By Malathi Nayak (Reuters)
Verizon Communications Inc <VZ.N> said on Monday it would buy Yahoo Inc's <YHOO.O> core internet properties for $4.83 billion in cash to expand its digital advertising and media business, ending a lengthy sale process for the fading Web pioneer.
The purchase will boost Verizon's AOL internet business, which it bought last year for $4.4 billion, as it gains access to Yahoo's ad technology tools, BrightRoll and Flurry, and search, mail and messenger assets.
"Yahoo gives us scale that is what is most critical here, Marni Walden, who is head of product innovation and new business at Verizon told CNBC, adding that the company's audience will go from the millions to the billions. "We want to compete and that is the place we need to be."
In a Tumblr blog post, Yahoo Chief Executive Officer Marissa Mayer said she planned to stay at Yahoo, but Walden, who will head the combined company, told CNBC the new leadership team has yet to be determined.
"It's a decade of mismanagement that has finally ended for Yahoo," said Recon Analytics analyst Roger Entner. "It's the continuation of an extension of Verizon's strategy toward becoming a wireless internet player and a move away from (telecom) regulation for Verizon into an unregulated growth industry."

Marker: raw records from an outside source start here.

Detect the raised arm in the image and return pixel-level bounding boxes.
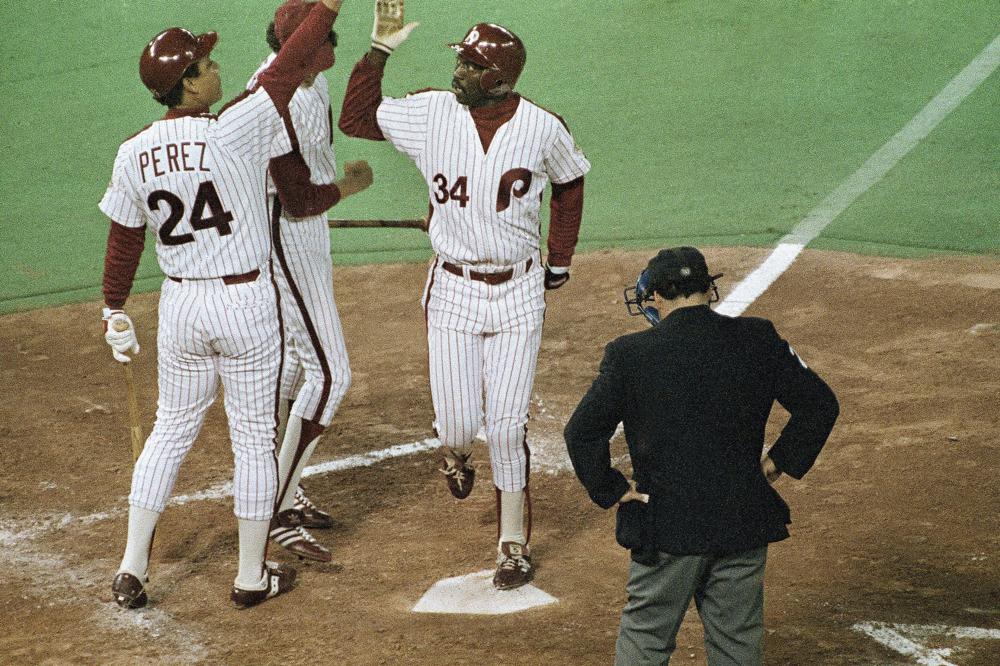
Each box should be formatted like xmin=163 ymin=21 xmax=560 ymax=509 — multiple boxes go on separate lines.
xmin=337 ymin=0 xmax=420 ymax=141
xmin=257 ymin=0 xmax=343 ymax=112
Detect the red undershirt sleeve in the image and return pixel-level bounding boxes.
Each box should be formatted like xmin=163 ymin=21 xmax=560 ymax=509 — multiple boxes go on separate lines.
xmin=270 ymin=151 xmax=340 ymax=217
xmin=548 ymin=176 xmax=583 ymax=266
xmin=337 ymin=55 xmax=385 ymax=141
xmin=102 ymin=221 xmax=146 ymax=310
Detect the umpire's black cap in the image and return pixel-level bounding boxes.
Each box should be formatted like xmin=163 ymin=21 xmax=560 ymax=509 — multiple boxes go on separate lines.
xmin=646 ymin=246 xmax=722 ymax=296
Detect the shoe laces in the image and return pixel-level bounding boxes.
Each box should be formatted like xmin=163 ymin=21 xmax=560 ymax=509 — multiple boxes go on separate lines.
xmin=295 ymin=490 xmax=316 ymax=510
xmin=438 ymin=458 xmax=468 ymax=488
xmin=295 ymin=527 xmax=319 ymax=544
xmin=497 ymin=552 xmax=531 ymax=572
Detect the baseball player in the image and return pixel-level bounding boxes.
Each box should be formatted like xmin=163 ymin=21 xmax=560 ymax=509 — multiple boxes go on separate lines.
xmin=100 ymin=0 xmax=342 ymax=608
xmin=247 ymin=0 xmax=372 ymax=562
xmin=340 ymin=0 xmax=590 ymax=589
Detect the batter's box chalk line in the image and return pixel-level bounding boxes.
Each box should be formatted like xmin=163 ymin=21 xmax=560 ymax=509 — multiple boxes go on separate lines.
xmin=413 ymin=569 xmax=558 ymax=615
xmin=851 ymin=622 xmax=1000 ymax=666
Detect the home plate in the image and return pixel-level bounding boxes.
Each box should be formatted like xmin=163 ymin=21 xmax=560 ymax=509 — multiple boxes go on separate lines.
xmin=413 ymin=569 xmax=558 ymax=615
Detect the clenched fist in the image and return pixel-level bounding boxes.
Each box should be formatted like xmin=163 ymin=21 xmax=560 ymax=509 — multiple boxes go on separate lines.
xmin=102 ymin=308 xmax=139 ymax=363
xmin=337 ymin=160 xmax=375 ymax=198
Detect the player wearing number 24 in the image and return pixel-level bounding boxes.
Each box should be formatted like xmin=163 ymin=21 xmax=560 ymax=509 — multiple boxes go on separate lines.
xmin=100 ymin=0 xmax=342 ymax=608
xmin=340 ymin=0 xmax=590 ymax=589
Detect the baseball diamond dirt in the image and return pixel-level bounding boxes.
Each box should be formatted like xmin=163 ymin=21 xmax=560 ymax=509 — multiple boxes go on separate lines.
xmin=0 ymin=247 xmax=1000 ymax=666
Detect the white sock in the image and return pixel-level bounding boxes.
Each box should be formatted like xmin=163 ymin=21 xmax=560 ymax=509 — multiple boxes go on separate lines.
xmin=118 ymin=506 xmax=160 ymax=581
xmin=234 ymin=518 xmax=271 ymax=590
xmin=500 ymin=490 xmax=525 ymax=546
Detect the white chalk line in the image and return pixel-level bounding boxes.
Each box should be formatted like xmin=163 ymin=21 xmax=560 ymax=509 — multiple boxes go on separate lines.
xmin=851 ymin=622 xmax=1000 ymax=666
xmin=716 ymin=35 xmax=1000 ymax=317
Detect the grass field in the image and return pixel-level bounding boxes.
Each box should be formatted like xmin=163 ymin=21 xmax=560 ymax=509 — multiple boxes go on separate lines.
xmin=0 ymin=0 xmax=1000 ymax=312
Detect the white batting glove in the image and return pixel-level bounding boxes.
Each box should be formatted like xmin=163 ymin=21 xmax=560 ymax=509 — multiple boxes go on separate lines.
xmin=102 ymin=308 xmax=139 ymax=363
xmin=372 ymin=0 xmax=420 ymax=54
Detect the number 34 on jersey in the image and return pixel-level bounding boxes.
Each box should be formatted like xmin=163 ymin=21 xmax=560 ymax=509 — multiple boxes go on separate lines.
xmin=431 ymin=167 xmax=531 ymax=213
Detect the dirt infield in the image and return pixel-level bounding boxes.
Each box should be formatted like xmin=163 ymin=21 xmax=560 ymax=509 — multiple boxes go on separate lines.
xmin=0 ymin=248 xmax=1000 ymax=666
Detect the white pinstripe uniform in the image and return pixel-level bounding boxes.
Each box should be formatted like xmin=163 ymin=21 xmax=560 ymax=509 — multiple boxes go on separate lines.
xmin=100 ymin=89 xmax=292 ymax=520
xmin=377 ymin=91 xmax=590 ymax=492
xmin=247 ymin=54 xmax=351 ymax=426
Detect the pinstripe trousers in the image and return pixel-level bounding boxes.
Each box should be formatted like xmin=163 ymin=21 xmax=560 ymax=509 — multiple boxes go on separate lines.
xmin=129 ymin=271 xmax=281 ymax=520
xmin=424 ymin=261 xmax=545 ymax=492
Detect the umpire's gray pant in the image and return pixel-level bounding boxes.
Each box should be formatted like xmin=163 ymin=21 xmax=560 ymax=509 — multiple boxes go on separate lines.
xmin=615 ymin=546 xmax=767 ymax=666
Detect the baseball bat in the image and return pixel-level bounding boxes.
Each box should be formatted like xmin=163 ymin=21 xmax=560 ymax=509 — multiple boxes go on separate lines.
xmin=327 ymin=219 xmax=427 ymax=229
xmin=114 ymin=319 xmax=143 ymax=464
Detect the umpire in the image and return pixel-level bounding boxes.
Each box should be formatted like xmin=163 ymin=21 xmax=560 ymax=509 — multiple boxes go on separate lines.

The deal, expected to close in early 2017, marks the end of Yahoo as an operating company, leaving it with a 15 percent stake in Chinese e-commerce company Alibaba Group Holding Ltd <BABA.N> and a 35.5 percent interest in Yahoo Japan Corp <4689.T>.
Verizon, the No. 1 U.S. wireless operator, has in recent years looked to mobile video and advertising for new sources of revenue in an oversaturated wireless market. It has also scaled back on its Fios TV and internet service.

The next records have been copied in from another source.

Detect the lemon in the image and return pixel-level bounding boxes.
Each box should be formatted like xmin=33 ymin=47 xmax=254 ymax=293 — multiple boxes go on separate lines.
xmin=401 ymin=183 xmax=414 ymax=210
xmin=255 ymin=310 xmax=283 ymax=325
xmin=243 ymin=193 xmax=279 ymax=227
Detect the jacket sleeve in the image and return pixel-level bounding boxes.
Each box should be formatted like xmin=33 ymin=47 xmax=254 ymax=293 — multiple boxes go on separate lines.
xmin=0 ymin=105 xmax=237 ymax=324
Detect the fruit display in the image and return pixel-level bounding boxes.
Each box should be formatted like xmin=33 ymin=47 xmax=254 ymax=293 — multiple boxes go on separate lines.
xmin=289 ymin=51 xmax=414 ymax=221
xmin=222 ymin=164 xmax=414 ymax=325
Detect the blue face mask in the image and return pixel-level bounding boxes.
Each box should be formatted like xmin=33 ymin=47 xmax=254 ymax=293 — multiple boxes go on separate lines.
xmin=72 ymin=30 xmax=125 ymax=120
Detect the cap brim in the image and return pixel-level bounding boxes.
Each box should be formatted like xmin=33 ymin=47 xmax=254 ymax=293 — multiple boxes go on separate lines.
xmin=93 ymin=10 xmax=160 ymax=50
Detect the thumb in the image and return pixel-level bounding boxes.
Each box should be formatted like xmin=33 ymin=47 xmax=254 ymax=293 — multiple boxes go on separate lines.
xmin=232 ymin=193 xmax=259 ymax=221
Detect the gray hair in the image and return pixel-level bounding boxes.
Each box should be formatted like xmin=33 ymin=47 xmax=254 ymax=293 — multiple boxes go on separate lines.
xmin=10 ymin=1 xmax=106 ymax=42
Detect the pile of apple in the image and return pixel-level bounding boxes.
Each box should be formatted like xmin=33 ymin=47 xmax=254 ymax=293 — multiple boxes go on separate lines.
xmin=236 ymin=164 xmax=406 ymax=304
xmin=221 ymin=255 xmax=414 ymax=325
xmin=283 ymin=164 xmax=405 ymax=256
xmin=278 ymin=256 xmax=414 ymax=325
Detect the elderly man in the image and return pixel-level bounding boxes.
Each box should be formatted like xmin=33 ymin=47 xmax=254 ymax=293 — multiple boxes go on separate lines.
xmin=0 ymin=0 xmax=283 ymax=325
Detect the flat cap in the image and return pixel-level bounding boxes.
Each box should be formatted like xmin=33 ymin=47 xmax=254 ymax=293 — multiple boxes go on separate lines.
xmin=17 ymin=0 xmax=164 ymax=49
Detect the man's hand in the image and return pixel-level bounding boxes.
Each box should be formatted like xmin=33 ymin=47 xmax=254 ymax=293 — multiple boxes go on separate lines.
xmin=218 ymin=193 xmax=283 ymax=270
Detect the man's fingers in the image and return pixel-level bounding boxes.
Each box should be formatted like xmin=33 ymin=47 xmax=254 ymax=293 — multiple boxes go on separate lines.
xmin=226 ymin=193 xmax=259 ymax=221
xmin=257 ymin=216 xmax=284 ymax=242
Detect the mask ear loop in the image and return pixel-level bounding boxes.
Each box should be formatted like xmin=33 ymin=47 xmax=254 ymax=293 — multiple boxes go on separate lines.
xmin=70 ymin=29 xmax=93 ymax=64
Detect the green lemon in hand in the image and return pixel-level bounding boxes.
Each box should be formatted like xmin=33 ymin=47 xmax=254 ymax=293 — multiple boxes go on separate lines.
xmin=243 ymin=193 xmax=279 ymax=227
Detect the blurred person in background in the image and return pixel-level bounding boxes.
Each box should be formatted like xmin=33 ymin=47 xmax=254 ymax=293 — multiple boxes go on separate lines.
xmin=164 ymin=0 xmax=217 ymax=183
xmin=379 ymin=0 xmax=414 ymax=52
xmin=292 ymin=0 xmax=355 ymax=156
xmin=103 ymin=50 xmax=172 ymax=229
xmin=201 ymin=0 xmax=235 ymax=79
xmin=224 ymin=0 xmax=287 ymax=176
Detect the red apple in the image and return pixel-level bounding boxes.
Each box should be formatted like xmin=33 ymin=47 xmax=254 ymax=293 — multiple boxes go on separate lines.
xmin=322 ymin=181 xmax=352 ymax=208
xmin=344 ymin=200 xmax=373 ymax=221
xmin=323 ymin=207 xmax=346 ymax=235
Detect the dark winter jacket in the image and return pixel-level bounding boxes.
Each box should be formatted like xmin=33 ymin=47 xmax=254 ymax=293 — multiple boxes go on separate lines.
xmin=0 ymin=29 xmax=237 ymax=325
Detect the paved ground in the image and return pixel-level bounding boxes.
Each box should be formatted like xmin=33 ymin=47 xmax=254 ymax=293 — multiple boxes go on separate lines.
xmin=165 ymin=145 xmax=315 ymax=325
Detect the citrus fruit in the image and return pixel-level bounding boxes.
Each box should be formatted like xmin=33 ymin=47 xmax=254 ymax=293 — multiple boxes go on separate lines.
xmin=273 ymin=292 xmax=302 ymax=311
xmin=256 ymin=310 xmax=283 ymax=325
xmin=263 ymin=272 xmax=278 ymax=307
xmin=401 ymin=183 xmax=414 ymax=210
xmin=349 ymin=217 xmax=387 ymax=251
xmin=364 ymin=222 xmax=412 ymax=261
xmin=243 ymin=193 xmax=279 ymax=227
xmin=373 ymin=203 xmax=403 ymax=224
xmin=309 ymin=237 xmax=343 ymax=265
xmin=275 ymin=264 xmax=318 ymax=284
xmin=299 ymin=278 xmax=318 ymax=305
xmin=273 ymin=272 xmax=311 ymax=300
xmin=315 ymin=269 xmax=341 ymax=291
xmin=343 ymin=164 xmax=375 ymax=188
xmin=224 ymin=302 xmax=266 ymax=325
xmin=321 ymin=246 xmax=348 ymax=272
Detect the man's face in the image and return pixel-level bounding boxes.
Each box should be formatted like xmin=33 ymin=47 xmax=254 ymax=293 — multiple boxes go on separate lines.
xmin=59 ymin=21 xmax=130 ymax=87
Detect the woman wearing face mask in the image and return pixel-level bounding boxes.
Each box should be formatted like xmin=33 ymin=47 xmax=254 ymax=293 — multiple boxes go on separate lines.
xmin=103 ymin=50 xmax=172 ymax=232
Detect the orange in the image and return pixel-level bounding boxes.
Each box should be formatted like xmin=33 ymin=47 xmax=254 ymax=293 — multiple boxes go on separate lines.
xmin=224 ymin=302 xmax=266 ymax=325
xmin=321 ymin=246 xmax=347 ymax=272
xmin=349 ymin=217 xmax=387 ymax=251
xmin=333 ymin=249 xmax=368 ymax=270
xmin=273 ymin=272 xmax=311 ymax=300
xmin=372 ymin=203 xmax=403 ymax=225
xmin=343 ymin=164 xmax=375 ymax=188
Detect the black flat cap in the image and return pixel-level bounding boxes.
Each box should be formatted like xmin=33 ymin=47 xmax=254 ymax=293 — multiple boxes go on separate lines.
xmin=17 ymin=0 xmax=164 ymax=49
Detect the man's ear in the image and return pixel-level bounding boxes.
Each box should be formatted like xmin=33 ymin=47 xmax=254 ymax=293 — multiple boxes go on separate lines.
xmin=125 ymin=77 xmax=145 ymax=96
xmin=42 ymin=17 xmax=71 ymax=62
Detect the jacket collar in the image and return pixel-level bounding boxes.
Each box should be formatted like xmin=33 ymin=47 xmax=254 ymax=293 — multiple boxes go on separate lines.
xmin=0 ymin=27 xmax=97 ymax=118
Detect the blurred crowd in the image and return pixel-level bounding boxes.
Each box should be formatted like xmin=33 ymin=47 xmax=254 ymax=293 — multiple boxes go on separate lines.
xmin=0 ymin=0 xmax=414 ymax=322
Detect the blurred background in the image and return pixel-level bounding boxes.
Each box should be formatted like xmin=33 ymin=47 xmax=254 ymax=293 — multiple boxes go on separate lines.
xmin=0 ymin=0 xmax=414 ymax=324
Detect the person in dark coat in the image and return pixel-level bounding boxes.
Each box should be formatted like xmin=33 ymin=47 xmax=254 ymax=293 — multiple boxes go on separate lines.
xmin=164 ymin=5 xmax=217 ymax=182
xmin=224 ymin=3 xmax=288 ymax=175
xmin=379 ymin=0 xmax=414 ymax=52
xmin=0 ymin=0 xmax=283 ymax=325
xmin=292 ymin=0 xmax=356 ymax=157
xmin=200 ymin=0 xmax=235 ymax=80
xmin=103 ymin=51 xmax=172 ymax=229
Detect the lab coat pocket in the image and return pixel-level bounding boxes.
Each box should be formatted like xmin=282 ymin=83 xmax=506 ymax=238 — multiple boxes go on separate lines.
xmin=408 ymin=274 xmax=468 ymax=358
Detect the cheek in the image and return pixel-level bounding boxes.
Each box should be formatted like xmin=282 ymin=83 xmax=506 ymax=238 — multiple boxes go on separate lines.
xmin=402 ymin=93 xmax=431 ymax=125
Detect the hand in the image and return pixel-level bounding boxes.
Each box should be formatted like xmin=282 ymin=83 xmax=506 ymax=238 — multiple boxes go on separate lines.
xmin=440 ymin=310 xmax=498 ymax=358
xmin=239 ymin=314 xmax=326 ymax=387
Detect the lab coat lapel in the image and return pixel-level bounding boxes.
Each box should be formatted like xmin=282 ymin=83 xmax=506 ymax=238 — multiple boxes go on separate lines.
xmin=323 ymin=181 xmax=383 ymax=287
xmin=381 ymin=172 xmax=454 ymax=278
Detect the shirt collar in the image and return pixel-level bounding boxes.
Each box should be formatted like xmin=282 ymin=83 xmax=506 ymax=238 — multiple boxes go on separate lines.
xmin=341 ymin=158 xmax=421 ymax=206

Verizon could combine data from AOL and Yahoo users in addition to its more than 100 million wireless customers to create data to help advertisers specifically target users based on online behavior and preferences.
Yahoo will continue as an independent company until the deal receives shareholder and regulatory approvals, the companies said.
The sale does not include Yahoo's cash, its shares in Chinese e-commerce giant Alibaba Group Holding Ltd <BABA.N>, shares in Yahoo Japan, Yahoo's convertible notes, certain minority investments or Yahoo's non-core patents.
The Alibaba and Yahoo Japan investments are worth about $40 billion in terms of their market capitalizations, while Yahoo had a market value of about $37.4 billion as of Friday's close.
Verizon prevailed over rival bidders for Yahoo, including AT&T Inc. <T.N>; a group led by Quicken Loans founder Dan Gilbert and backed by billionaire Warren Buffett; private equity firm TPG Capital Management LP [TPG.UL]; and a consortium of buyout firms Vector Capital and Sycamore Partners.
Analysts at Mizuhou said the deal's price tag was largely in line with expectations at $5 billion.
Under pressure from activist investor Starboard Value LP, Yahoo launched an auction of its core business in February after shelving plans to spin off its stake in Alibaba.
In premarket trading, shares of Verizon were up 0.6 percent at $56.41, while shares of Yahoo dipped about 1 percent at $39.12.